首を動かしてあたりを見ると、ドラマに出てくるような緊急治療室にいた。

「そうだ….、確かトラックに….。」

撥ねられた?その瞬間、ぶわっと恐怖が押し寄せてきた。

(い、生きてるっ。生きてるんだっ。)

心拍数が上がったからか、機械から警報に似た音が鳴り響いた。

慌てて看護師さんがやって来る。

「大丈夫ですか?!」

「は、はい。」

震える唇で何とか返事をする。

「名前言えますか?」

「ふ、ふじさ、わりょうか、です。」

「どこか痛いところありますか?」

「い、いえ、だいじょ、ぶです。ちょっとおも、おもいだして….。」

看護師さんたちが”PTSDかもしれない”と話している。なんだっけ?トラウマによるストレス障害だっけ。
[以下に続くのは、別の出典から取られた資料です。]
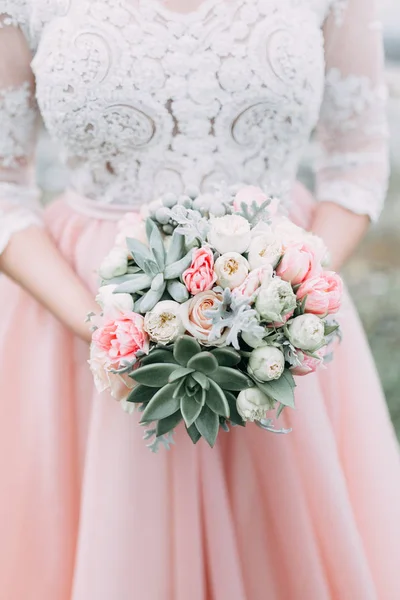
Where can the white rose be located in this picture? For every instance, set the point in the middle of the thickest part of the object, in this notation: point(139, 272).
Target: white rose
point(113, 304)
point(266, 363)
point(230, 234)
point(275, 300)
point(306, 332)
point(115, 264)
point(164, 323)
point(265, 249)
point(253, 405)
point(231, 269)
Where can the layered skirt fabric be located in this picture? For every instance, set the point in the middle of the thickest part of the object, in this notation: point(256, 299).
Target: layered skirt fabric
point(88, 513)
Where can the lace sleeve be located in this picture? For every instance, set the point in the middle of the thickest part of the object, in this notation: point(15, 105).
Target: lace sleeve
point(352, 167)
point(19, 197)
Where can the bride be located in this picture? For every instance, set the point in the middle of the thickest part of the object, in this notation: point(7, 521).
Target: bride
point(147, 96)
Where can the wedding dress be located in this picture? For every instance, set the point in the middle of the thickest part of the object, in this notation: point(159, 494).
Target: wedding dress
point(145, 99)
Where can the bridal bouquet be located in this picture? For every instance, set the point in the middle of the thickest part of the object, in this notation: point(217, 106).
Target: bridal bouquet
point(211, 304)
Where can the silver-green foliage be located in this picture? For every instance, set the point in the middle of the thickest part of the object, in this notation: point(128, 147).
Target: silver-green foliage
point(158, 270)
point(191, 384)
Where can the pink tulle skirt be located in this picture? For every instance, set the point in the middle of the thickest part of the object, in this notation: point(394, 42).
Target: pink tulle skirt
point(88, 513)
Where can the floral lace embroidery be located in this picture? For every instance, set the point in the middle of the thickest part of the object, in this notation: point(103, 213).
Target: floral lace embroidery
point(147, 100)
point(17, 125)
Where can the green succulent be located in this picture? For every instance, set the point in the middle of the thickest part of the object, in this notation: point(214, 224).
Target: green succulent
point(157, 271)
point(190, 384)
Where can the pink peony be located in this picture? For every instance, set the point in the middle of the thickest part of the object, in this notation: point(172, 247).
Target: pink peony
point(118, 385)
point(253, 281)
point(324, 293)
point(122, 338)
point(308, 363)
point(200, 276)
point(298, 263)
point(249, 194)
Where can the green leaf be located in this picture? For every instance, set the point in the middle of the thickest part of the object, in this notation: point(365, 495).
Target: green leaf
point(157, 247)
point(141, 393)
point(281, 390)
point(175, 270)
point(151, 268)
point(200, 396)
point(194, 434)
point(208, 425)
point(162, 405)
point(231, 379)
point(150, 299)
point(235, 417)
point(140, 252)
point(180, 388)
point(205, 362)
point(150, 226)
point(226, 357)
point(135, 284)
point(154, 375)
point(168, 424)
point(280, 410)
point(185, 348)
point(329, 329)
point(216, 400)
point(157, 356)
point(177, 291)
point(190, 410)
point(201, 379)
point(176, 248)
point(179, 373)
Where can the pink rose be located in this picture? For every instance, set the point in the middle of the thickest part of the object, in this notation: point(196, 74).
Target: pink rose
point(308, 363)
point(298, 263)
point(253, 281)
point(122, 338)
point(200, 276)
point(249, 194)
point(119, 386)
point(194, 319)
point(324, 293)
point(131, 226)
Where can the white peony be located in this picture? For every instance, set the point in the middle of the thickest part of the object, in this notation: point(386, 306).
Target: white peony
point(230, 234)
point(164, 323)
point(113, 304)
point(275, 300)
point(253, 405)
point(266, 363)
point(306, 332)
point(231, 269)
point(115, 264)
point(265, 249)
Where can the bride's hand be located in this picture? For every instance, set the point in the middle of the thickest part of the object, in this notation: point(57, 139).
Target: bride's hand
point(33, 261)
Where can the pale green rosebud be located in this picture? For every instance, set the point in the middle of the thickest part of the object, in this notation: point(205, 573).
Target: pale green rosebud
point(275, 300)
point(266, 363)
point(253, 405)
point(307, 332)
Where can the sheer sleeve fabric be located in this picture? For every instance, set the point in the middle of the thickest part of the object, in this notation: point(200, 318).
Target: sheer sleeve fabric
point(19, 196)
point(352, 168)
「藤澤さん。関係者の方が来られてるんですが、お会いになりますか?」

関係者?お父さんとお母さんだろうか。とりあえずコクコクと頷くと、しばらくして看護師さんが一人の男性を連れて来た。

「…..誰?」

僕の言葉に、”え?”と看護師さんが疑わしそうに男性を見る。男性は慌てて

「え!?マネージャーの藻部ですよ!冗談はやめてくださいよ!」

男性は慌てて名刺と身分証を看護師に見せる。

「マネージャー?何のマネージャーですか?」

ここで僕の様子を見ていた看護師さんが

「もしかして解離性障害….?」

その後すぐに色んな検査や問診が行われた。

その後、なぜかめちゃくちゃ豪勢な病室に移され、お医者さんがやってきた。

「藤澤さん、解離性健忘の症状が見受けられます。」

「かいりせいけんぼう?」

「ストレスやトラウマによって引き起こされる精神疾患で、簡単に言えば記憶が抜け落ちてしまう病気です。その中でも藤澤さんは選択的健忘、または限局性健忘と思われます。」

なるほどわからん。

「つまり、ストレスやトラウマから自分の心を守るための防衛機能として一部の記憶に蓋をしている状態です。」

「ストレス….トラウマ….。」

「藤澤さんは特殊なお仕事をされていますし、我々では計り知れない重圧もおありでしょう。なので、決してマイナスの原因というわけではないんですよ。」

何故かフォローするお医者さん。そう言えばなんとなくバンドしてるのは覚えてた。詳しくは思い出せないけど、売れなくて苦労してたんだろうか?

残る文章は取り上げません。